Back in November, I gave a presentation to an audience of PMO practitioners at PMO Symposium on the reality of putting theory into practice—the feedback was fascinating. While I knew how rare full life-cycle portfolio management is, the audience feedback confirmed that fact and the reasons.
In brief, portfolio management can be broken down into three parts: 1) Portfolio Planning, the process by which projects are selected and placed on the active portfolio, 2) Portfolio Monitoring, the practice of reviewing the active set of projects to ensure balance and performance, and 3) Portfolio Results (aka Benefits Realization), the practice of measuring the return on the investments the projects represent.
I asked the 100+ PMO directors, managers, and other practitioners in the room to raise hands for each practice they have actively in place. As expected, almost all hands went up for monitoring, a little more than half went up for the planning processes, but only two hands were raised for Portfolio Results. That’s two percent in an admittedly non-representative sample. Non-representative in the sense that the attendees at the Symposium are the more mature PMOs!
So what’s going on here?
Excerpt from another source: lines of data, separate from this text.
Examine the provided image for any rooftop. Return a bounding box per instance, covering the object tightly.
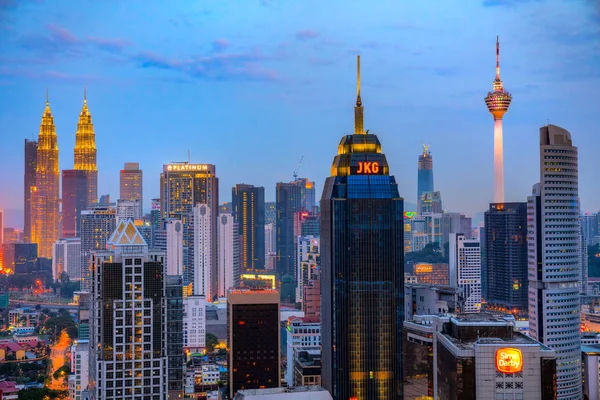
[582,344,600,355]
[450,312,515,326]
[237,386,329,395]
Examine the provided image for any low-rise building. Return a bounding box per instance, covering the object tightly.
[8,307,39,327]
[0,381,19,400]
[233,386,332,399]
[285,316,321,387]
[404,283,463,320]
[582,344,600,400]
[201,364,220,385]
[292,348,321,387]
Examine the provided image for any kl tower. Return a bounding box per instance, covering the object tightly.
[485,36,512,203]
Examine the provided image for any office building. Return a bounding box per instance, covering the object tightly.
[303,279,321,319]
[233,387,332,400]
[296,178,317,212]
[76,291,91,340]
[484,202,528,316]
[417,144,434,214]
[183,295,206,354]
[150,198,161,232]
[264,223,276,256]
[293,349,322,388]
[321,56,404,399]
[80,207,116,291]
[581,213,598,244]
[484,37,512,203]
[98,194,110,205]
[227,289,280,398]
[165,219,183,276]
[160,163,218,289]
[120,162,143,217]
[24,139,37,243]
[449,233,481,313]
[116,199,141,223]
[165,275,184,399]
[285,316,321,387]
[73,90,98,205]
[437,313,556,399]
[33,92,60,258]
[528,124,582,399]
[404,284,463,320]
[134,218,153,249]
[88,219,169,399]
[62,170,89,238]
[295,211,320,238]
[70,339,89,400]
[52,238,81,281]
[296,236,320,304]
[264,201,276,225]
[194,204,215,300]
[419,190,442,214]
[582,344,600,400]
[232,184,265,271]
[276,180,304,279]
[413,262,449,286]
[218,212,239,297]
[2,243,37,274]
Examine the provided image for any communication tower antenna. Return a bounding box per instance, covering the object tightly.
[293,156,304,180]
[422,143,431,156]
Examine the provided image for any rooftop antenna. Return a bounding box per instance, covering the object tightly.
[188,150,190,164]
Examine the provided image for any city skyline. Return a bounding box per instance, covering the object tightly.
[1,0,600,228]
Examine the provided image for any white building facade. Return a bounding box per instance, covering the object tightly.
[194,204,214,300]
[115,199,142,223]
[449,233,481,313]
[527,125,582,399]
[69,339,89,400]
[296,236,320,304]
[53,237,81,281]
[218,213,239,298]
[183,295,206,354]
[165,219,183,275]
[285,317,321,387]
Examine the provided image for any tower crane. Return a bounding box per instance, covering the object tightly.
[293,156,304,180]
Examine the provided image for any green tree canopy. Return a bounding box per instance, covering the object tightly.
[206,333,219,352]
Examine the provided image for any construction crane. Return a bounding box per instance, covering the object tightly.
[293,156,304,180]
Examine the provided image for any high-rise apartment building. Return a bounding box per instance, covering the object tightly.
[484,202,528,316]
[165,275,184,399]
[88,219,169,399]
[165,219,183,275]
[232,184,265,270]
[264,223,276,255]
[528,124,582,399]
[276,181,304,279]
[150,198,161,232]
[73,91,98,205]
[183,295,206,354]
[296,236,320,305]
[52,238,81,281]
[321,56,404,399]
[484,37,512,203]
[417,144,434,214]
[218,212,239,297]
[449,233,481,313]
[264,201,276,225]
[194,204,215,300]
[120,162,143,216]
[160,163,218,288]
[227,289,280,398]
[80,207,116,292]
[116,199,142,223]
[33,93,60,258]
[24,139,37,242]
[62,170,89,238]
[70,339,89,400]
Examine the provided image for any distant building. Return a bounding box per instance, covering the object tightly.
[582,344,600,400]
[303,279,320,319]
[228,289,280,398]
[194,204,214,300]
[183,295,207,354]
[165,219,184,275]
[449,233,481,313]
[24,139,37,243]
[276,181,305,279]
[80,207,116,292]
[70,339,89,400]
[414,262,449,286]
[116,199,142,223]
[420,191,442,214]
[264,201,276,225]
[73,92,98,205]
[232,184,265,271]
[52,238,81,281]
[417,145,434,214]
[119,162,143,217]
[233,386,331,400]
[296,236,320,304]
[218,212,239,297]
[2,243,37,274]
[61,170,89,238]
[165,275,184,399]
[285,316,321,387]
[404,283,463,320]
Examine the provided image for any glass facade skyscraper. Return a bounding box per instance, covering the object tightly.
[276,181,304,278]
[232,184,265,270]
[417,145,433,214]
[62,170,89,238]
[24,139,37,243]
[321,56,404,399]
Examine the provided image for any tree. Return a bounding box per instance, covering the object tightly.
[59,272,70,285]
[206,333,219,352]
[18,388,68,400]
[43,315,77,338]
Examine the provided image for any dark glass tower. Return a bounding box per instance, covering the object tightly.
[321,56,404,399]
[484,202,528,316]
[417,145,434,214]
[24,139,37,242]
[232,184,265,270]
[62,170,89,238]
[276,181,304,278]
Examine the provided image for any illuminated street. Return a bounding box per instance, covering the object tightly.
[47,330,71,390]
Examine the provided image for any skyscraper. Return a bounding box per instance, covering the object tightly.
[264,201,276,225]
[528,124,582,399]
[484,202,528,316]
[61,170,89,238]
[80,207,116,292]
[120,162,143,216]
[73,89,98,205]
[321,56,404,399]
[227,288,280,398]
[193,203,214,300]
[232,184,265,270]
[160,163,218,288]
[88,219,169,399]
[52,237,81,281]
[417,144,434,214]
[484,36,512,203]
[165,275,184,399]
[276,181,304,279]
[449,233,481,313]
[24,139,37,242]
[218,212,239,297]
[33,91,60,258]
[165,219,183,276]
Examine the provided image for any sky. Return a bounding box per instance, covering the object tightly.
[0,0,599,228]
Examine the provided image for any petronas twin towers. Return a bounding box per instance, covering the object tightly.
[32,89,97,257]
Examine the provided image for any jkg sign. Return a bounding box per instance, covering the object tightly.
[355,161,382,175]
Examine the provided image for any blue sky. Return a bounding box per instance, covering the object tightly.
[0,0,599,228]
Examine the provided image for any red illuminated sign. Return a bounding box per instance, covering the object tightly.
[357,162,380,174]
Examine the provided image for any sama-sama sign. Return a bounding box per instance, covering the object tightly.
[353,161,383,175]
[496,348,523,373]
A look at each piece brings the problems into focus.
Portfolio Monitoring at its most basic is simple to implement and provides a lot of bang for the buck. Simply listing all active projects and tracking their health gives executives a much better view of where the money and resources are being spent, allows them to re-allocate if needed, helps them provide visibility to their business colleagues, and allows them to manage performance by exception. Most of this work can be performed by the PMO and project managers, with the results distributed to all stakeholders.
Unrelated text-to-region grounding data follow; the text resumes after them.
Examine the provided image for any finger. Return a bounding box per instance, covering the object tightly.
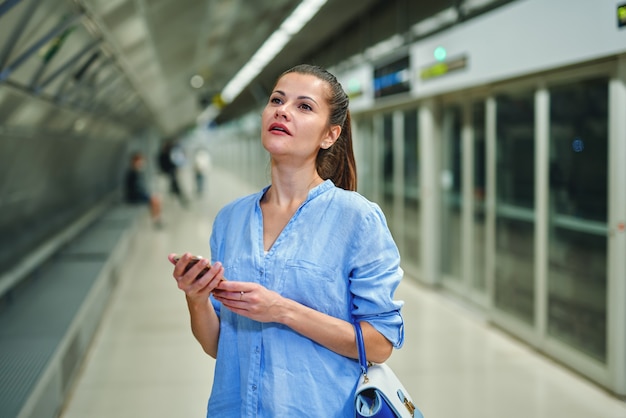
[231,290,248,302]
[172,252,193,276]
[213,294,251,315]
[185,257,211,281]
[195,263,223,288]
[211,289,242,302]
[216,280,246,293]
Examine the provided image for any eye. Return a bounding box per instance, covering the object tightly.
[270,96,282,105]
[299,102,312,111]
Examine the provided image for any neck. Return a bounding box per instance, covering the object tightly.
[265,166,323,206]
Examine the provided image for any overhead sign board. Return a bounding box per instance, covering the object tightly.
[373,56,411,98]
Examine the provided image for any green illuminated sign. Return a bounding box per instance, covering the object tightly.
[619,3,626,28]
[434,46,447,62]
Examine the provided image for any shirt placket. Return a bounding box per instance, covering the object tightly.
[244,338,262,416]
[244,258,267,416]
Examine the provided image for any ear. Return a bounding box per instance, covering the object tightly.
[321,125,341,149]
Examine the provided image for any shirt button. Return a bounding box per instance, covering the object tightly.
[252,384,257,391]
[255,346,260,354]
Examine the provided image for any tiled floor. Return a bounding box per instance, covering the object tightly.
[59,167,626,418]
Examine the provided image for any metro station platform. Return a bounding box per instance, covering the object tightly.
[57,167,626,418]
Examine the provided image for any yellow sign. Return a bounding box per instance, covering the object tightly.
[212,94,226,109]
[420,56,468,81]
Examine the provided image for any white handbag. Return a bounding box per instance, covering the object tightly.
[353,322,424,418]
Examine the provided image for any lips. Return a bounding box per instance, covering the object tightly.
[269,123,291,135]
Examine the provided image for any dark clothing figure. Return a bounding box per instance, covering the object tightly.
[125,152,162,226]
[125,167,150,204]
[158,140,188,207]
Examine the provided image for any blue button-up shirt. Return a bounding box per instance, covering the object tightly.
[207,180,404,417]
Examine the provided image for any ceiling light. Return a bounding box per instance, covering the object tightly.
[219,0,327,105]
[190,74,204,89]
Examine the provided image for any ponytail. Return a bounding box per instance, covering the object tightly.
[316,111,357,191]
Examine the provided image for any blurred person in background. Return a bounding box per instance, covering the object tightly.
[158,139,189,207]
[193,147,211,197]
[125,152,163,228]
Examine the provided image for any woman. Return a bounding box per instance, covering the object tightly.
[170,64,404,417]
Portfolio Planning requires a bit more effort and requires stakeholders to actually get involved. Many companies have serial, or ad hoc, demand management processes. This path of least resistance requires specific steps be followed,—such as a business case, formal review, and funding approval—be followed. However, by not comparing all requests, serial demand management suffers from prioritization issues and project churn, often since higher priority projects interrupt already approved lower priority projects. By show of hands, this was the most popular, though definitely not the majority, method in use by these PMOs.
Cyclical demand-management reviews on a regular cycle – often monthly or quarterly –forces project stakeholders to compete for resources to support them where a cross-functional steering committee often makes the final decisions. The result is a high-priority portfolio where investments are strategically aligned with corporate objectives. The roadblocks center on getting those cross-functional reps engaged – and getting reps that can actually make decisions!
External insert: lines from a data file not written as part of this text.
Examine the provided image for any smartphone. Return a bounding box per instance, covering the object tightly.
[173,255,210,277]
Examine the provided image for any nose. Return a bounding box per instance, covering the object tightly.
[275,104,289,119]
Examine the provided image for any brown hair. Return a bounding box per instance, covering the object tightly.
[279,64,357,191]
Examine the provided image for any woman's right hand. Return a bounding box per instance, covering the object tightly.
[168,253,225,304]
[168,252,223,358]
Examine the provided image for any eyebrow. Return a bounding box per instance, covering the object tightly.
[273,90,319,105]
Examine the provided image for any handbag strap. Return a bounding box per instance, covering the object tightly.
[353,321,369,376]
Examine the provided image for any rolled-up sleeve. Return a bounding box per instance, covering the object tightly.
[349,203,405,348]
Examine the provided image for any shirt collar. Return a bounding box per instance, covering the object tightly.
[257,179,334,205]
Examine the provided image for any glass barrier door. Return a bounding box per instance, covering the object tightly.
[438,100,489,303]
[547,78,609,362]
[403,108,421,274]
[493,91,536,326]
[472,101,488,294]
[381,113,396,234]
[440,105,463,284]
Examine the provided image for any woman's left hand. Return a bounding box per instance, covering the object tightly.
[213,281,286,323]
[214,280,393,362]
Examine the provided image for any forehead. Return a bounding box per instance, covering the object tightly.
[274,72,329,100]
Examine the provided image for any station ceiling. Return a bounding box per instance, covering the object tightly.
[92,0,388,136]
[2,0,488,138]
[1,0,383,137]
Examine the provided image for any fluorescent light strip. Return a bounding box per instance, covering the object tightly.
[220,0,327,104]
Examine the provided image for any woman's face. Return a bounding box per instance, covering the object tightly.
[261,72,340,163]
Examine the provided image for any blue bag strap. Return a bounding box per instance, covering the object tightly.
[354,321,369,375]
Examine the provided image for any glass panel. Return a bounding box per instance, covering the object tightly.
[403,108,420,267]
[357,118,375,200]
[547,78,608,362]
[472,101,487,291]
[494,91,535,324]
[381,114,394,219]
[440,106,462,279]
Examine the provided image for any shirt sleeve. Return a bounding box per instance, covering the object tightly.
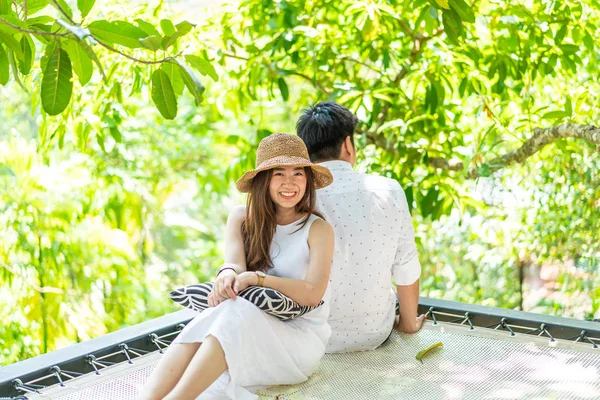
[390,186,421,286]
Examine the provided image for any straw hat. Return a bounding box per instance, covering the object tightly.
[236,133,334,193]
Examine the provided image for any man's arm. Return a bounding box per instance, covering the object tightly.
[396,279,425,333]
[390,186,424,333]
Of all the components of portfolio management, one would think results would be the most important. And most everyone in the room felt the same. So why is it so rarely practiced? In a word: accountability. To work, business sponsors need to not only to present a business case, but propose metrics that actually get measured post go-live. These measurements might be taken in increments for months or even years in order to fully understand the impact of a given project. Turns out business sponsors know they need certain work (aka projects) performed, but don’t want to take the time for full ownership of the results.
How did the few that successfully implemented benefits realization manage to overcome this organizational resistance? Typically, it was a CEO mandate. Proving once again there’s nothing like good executive sponsorship to drive success.